Embracing Impermanence
It would be all too easy to expand my thoughts about losing a wonderful, vibrant young woman to include everyone at all times. Why should anyone have to die ever? Why can’t we continue to embrace life for the rest of time, whatever that is?
Someone, a teacher, far wiser and more insightful than I started thinking about this more than 2,500 years ago, and his observations were so wise and so compelling that his students took to writing them down and perpetuating them down through the ages. His name was Siddhartha Gautama, though most of us know him better as the Buddha who found enlightenment sitting under a bodhi tree.
Before you think I’ve gone off and embraced a whole new religion, please know that I don’t feel comfortable with any organized religion, including the one I was born into. I personally feel they are creations of men meant to extract money more than to worship any concept of God. So, no, I have not gone off and become a Buddhist.

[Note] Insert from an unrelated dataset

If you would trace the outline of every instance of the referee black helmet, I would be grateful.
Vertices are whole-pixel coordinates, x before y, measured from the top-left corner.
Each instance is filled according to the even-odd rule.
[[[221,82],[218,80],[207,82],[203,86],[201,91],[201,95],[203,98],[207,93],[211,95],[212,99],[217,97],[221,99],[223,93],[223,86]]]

However, Siddhartha was a very wise, insightful person who never claimed divine access or lineage. He never even suggested that he was a deity. He was simply a teacher, and much of what he taught makes incredibly good sense when you examine it with an open mind.

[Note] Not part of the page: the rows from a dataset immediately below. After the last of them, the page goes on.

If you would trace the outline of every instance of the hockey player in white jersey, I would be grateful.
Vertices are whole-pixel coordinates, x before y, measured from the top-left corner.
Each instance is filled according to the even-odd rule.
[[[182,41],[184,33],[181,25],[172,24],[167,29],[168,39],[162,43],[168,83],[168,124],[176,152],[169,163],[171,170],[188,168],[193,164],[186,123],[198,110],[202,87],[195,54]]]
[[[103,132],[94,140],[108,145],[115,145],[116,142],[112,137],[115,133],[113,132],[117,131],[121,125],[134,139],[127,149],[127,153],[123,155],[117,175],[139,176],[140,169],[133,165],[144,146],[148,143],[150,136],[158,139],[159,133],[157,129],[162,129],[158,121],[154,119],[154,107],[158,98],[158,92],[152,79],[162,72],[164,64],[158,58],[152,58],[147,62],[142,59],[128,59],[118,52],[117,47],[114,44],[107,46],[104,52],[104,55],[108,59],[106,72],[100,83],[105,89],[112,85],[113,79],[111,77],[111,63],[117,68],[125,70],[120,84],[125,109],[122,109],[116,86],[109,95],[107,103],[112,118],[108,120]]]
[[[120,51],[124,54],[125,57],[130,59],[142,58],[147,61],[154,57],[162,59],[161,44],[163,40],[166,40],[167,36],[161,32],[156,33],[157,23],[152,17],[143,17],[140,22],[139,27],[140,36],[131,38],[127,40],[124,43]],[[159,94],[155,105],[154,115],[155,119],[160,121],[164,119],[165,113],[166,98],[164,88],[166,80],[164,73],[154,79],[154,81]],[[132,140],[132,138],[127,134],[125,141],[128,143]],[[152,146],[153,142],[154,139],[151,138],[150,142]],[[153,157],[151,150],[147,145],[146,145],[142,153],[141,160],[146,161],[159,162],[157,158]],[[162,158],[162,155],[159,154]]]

In this case, the Buddha pointed out the obvious, that nothing lasts forever. Everything has a beginning and an end. It is inevitable. He suggested that instead of fearing our end, that we come to embrace it and let it drive us to make the most of every moment of life we have. Many have heard the concept of “living in the moment,” or “living in the now.” Buddha simply suggested that there’s no point in ruminating about the past, for we cannot change it. There’s little sense in worrying about the future, because it may never come. All we really have is the present moment, and we need to derive as much joy from that moment as we possibly can, because we will eventually run out of them.
I truly believe the beautiful soul we lost understood this perfectly. I find comfort in remembering all the times she created joy for all of us with her love and her laughter and the way she worked so hard to make sure that everyone around her knew how important they were to her, and how very much she loved them.
Embrace Your Community
Since her passing I have experienced the joy of watching all the many friends she drew to her in her community as they came to help the family mourn, and to prepare for the future without her. Seldom have I seen so many friends contributing so much to a grieving family. It may sound like a cliché, but it truly warms the heart to see a community pull together so strongly for one of their own.
Communities like that don’t just happen. It takes people leading from the heart to create the wide- ranging love that brings people together to embrace each other like this. It is so reaffirming that such communities still exist.
So, as you think about what you want to embrace in your life, I hope you’ll strongly consider embracing impermanence because it drives you to seek happiness while you can, and embrace your community, because few things can bring you more happiness.
This is a beautiful tribute to your friend, Michelle. Some of the legacy that she left shines on through your words.